If a survey were conducted it would undoubtedly show that a large majority of the population believes the "exorbitant" funds given to the chareidim should be halted. Many respondents would probably also support the termination of funding for chareidi institutions and perhaps, to cover past expenses, the imposition of a special tax on the chareidi community for the right to live in the enlightened State of Israel and to breathe its air.

This is not a modern Israeli invention. Jewish history, from the Nation of Israel's incipient beginnings and over the course of thousands of years, has been filled with many such examples. The attitude towards the Jews throughout the generations has been transposed onto the chareidim since the founding of "the Jewish State." There is nothing new under the sun.

From the Nation's inception at the beginning of sefer Shemos, government authorities have invariably displayed similar attitudes toward the Jewish population in their midst. Just as with the chareidim today, afflicting the Jews has always been ostensibly for the common good, in order to save the state from the Jewish/chareidi threat.

In his commentary on the Chumash, HaRav Shamshon Rafael Hirsch draws such close parallels between Pharaoh's decrees and the events of his day (and similar to today) that the thousands of years that have transpired since then almost seem to disappear.

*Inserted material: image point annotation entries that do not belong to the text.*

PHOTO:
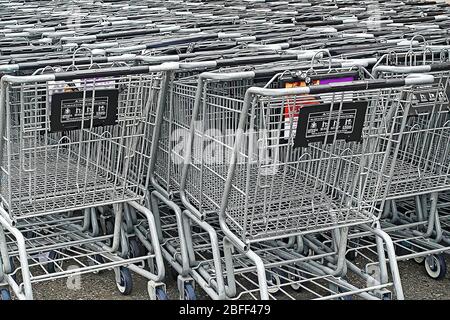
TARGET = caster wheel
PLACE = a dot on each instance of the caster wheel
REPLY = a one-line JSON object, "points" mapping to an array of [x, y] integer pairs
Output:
{"points": [[161, 294], [136, 248], [273, 282], [401, 248], [351, 255], [436, 266], [5, 295], [125, 285], [189, 292], [419, 260], [51, 266]]}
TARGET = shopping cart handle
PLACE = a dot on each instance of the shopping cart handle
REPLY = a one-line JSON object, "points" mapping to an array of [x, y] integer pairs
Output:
{"points": [[411, 69]]}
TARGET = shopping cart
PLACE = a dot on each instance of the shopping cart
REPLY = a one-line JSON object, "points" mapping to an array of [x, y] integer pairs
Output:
{"points": [[76, 141]]}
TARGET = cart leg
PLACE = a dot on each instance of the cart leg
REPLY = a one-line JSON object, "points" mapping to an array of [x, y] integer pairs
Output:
{"points": [[25, 292], [392, 260]]}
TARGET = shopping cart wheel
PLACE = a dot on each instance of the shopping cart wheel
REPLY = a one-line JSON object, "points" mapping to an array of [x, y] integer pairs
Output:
{"points": [[436, 266], [402, 247], [419, 260], [189, 292], [161, 294], [125, 285], [13, 268], [273, 282], [5, 295], [51, 266]]}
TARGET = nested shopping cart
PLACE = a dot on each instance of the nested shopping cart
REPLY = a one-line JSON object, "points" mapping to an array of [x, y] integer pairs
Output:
{"points": [[71, 141], [267, 181]]}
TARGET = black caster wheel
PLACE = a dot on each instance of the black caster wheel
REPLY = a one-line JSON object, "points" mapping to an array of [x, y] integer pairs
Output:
{"points": [[125, 285], [5, 295], [436, 266], [419, 260], [161, 294], [51, 266], [273, 282], [402, 247], [189, 292]]}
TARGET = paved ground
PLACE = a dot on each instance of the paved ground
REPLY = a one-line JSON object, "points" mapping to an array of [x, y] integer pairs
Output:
{"points": [[416, 283]]}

One excerpt from his commentary in particular reveals how the wheel of history turns without fail.

After he explains how the oppressive decrees against foreigners were directed from above as a political tool by a despot trying to make the public forget his own tyranny over the entire population, he writes:

"There is little new under the sun and historical events at large are as old as history itself. Whenever a tyrant wanted to oppress a people, he would give them a lower class to oppress and thus be indemnified for his own oppression. Many of the special laws applied to Jews during the Middle Ages and later have this policy to thank for their origin. Similar considerations may have guided this first instigator of the earliest incident of these anti-Jewish laws. Pharaoh wanted to compensate the Egyptian people whom he held in oppressive subjection by creating for their benefit a caste of pariahs on which every other caste could look down with contempt, and each person could imagine himself a free man in comparison. But the fact that Pharaoh could not reproach the Jews with anything beyond their rate of multiplication, and to justify his intended harshness had to take his stand on supposed motives of high state policy, is a brilliant testimony to the high standard of the social behavior of the Jews.

"It is true that we can learn from Yechezkel (22:8) that the same cannot be said of their spiritual behavior, that they did not retain their faithfulness toward Hashem . . . But within the social realm it seems that no claim was made against them. Had the Egyptians sided with Pharaoh from the beginning, there would have been no need to stir up jealousy through artifice and to plant such farfetched fears in their minds. Instead of opening with a decree of exile, it could have been concluded immediately with an order of expulsion (on Shemos 1,9).

"The Jews became a policy issue, giving the national treasury an interest in them, to impose burdens upon them and to squeeze as much money as possible out of them. They were foreigners, from a distant place, and any price could be demanded of them for the air they were allowed to breathe. Therefore they were given over to financial authorities: `Veyosimu olov sorei missim' (on posuk 11).

"They were charged basic taxes as citizens of the state. Their rights remained intact, only they were required to pay a special tax for the right of citizenship, or for the state's patronage. But first Egyptian hooligans were allowed to criticize them severely. At the next stage they were robbed of their rights and were denigrated in the public eye when they were turned into slaves, creatures without protection under the law" (on posuk 14).

The transformation of the chareidi public into the primary culprit in every misfortune that befalls the economy nowadays bears a distinct resemblance to the chain of events under Pharaoh's rule. But we can also take courage in the promise that the persecution in Israel today will have the same result: "Veka'asher ye'anu oso, kein yirbeh vechein yifrotz" (posuk 12).